When it’s time to talk price hopefully, you've prepared a counter-offer plan ahead of time. When a buyer makes their first offer avoid allowing emotions (ecstatic or offended) to take over. Remember that the first offer almost always comes in lower than the buyer is truly willing to pay.


4) Protect Yourself


A contract is a legal, binding agreement so it's important to dot all the I's and cross all the T's. This is the one area that owners selling their own home should not attempt to DIY. Hiring a real estate attorney ensures the transaction goes smoothly. If there does happen to be a hiccup or two, having an attorney protects you against possible litigation in the future.


The paperwork for the sale of a home is in-depth and complex. An attorney’s review of the contract involves a thorough evaluation of each contingency and clause. Real estate attorneys can easily spot terms that overly favor the buyer's interests.


The FindLaw website offers this advice: “In order to properly sell your home by yourself, you will need to learn about the laws of your state that govern real estate transfers. These laws will indicate what kinds of paperwork you will need to prepare as well as who will need to sign what. In addition, you will need to find out what to do if you find that there are any encumbrances that are on your home and how to handle them. Lastly, some states have mandatory disclosure laws that you will need to follow where you will need to disclose certain physical characteristics of your home.”


Solving the Dilemma


There are two important sets of questions every homeowner must ask themselves before venturing down the road that leads to a sold home.

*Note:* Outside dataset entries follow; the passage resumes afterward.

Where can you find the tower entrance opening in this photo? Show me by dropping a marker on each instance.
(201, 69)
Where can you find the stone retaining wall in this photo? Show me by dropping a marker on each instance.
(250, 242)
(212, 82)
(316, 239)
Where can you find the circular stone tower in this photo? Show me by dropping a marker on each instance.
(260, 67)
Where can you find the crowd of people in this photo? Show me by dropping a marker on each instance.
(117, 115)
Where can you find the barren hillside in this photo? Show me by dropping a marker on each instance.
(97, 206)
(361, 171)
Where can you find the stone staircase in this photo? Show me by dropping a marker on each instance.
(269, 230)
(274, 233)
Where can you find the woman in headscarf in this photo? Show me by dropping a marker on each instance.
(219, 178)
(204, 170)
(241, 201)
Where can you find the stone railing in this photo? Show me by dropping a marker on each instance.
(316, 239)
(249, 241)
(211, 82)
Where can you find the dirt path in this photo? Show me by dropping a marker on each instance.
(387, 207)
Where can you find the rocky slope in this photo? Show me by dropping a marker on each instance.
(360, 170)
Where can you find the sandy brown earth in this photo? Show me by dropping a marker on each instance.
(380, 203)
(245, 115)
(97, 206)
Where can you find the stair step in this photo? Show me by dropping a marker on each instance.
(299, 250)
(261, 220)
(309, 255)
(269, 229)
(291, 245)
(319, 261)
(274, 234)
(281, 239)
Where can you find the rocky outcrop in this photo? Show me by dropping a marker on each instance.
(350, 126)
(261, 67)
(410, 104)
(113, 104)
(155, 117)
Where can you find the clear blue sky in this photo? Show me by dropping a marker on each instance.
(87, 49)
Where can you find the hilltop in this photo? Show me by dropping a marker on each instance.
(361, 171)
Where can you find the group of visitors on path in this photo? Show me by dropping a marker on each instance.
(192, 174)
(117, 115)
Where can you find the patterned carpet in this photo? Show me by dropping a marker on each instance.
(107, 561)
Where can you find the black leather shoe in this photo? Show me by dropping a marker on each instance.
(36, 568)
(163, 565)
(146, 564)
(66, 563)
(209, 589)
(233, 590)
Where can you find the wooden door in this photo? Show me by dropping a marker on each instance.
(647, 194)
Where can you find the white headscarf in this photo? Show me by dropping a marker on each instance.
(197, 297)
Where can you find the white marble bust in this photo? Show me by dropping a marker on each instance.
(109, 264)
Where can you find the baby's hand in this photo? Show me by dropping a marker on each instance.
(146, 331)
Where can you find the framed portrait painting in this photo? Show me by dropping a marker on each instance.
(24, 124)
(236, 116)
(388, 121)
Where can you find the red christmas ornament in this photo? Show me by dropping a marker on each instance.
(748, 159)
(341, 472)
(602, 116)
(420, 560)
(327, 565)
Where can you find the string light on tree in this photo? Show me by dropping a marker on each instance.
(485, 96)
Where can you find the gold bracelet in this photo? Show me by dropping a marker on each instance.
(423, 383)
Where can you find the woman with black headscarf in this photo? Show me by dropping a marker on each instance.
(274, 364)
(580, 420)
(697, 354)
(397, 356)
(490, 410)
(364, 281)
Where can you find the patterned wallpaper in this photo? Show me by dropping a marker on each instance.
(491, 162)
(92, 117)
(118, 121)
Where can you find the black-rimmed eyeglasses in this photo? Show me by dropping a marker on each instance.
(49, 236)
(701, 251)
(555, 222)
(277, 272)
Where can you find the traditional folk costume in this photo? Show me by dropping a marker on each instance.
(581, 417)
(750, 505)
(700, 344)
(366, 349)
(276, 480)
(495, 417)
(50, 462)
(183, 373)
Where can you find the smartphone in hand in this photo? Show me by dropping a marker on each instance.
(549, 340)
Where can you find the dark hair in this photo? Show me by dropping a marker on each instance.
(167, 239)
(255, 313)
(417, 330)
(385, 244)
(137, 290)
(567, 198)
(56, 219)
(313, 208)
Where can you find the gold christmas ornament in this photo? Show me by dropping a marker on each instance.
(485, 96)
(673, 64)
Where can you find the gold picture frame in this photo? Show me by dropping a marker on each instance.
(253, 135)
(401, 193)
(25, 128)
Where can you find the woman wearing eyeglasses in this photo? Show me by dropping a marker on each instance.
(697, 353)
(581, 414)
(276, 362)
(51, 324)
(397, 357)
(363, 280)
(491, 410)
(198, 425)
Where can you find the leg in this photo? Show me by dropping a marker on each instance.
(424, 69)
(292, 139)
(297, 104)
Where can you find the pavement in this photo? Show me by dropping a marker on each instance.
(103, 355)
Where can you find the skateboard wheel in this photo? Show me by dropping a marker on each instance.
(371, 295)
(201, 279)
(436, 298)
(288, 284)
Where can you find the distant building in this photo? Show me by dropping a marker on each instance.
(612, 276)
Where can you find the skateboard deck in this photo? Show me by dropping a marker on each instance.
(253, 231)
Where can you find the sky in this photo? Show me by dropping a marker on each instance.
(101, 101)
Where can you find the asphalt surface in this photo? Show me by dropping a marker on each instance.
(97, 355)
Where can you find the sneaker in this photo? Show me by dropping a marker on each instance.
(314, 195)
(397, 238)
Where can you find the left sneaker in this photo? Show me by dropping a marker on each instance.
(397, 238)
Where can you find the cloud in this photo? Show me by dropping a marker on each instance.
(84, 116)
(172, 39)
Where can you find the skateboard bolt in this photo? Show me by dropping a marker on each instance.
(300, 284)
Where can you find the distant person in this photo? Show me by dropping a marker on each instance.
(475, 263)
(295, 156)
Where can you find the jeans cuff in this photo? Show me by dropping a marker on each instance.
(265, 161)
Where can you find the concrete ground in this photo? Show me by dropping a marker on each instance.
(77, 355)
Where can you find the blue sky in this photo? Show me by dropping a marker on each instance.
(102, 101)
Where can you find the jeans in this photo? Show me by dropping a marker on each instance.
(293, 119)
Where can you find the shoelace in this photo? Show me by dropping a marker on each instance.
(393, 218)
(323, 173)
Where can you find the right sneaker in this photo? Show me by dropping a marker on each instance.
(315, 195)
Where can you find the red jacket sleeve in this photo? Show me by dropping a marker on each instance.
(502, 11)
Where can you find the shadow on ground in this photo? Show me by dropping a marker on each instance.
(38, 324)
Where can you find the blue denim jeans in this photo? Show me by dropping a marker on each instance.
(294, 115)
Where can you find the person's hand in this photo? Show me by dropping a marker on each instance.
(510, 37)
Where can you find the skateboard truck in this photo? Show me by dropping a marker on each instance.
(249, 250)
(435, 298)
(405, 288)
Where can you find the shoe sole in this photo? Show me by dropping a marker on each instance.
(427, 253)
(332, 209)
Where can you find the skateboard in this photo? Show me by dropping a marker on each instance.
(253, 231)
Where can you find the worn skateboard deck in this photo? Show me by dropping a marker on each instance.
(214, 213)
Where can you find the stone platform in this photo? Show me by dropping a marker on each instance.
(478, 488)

First: Will I be able to save money if I put an FSBO sign up? Is it really worth it to be a DIY-er?


The second question to ask: “Should I just hire a professional?” Ask yourself if you have the time, energy, and patience to go through the entire process from beginning to end.


Hopefully, after reading this post the decision will be easier to make and you'll feel good knowing you're making a well-informed, knowledgeable choice.

Comments (2)

William Feela
Realtor, Whispering Pines Realty 651-674-5999 No.

With an increase in FSBO's being sued they really need to think twice about selling on their own

Oct 15, 2018 08:33 AM
Debe Maxwell, CRS
Savvy + Company (704) 491-3310 - Charlotte, NC

Haaving a plan and sticking to it is the most important part of the home selling experience. If you have a good one and follow it everything else will fall into place.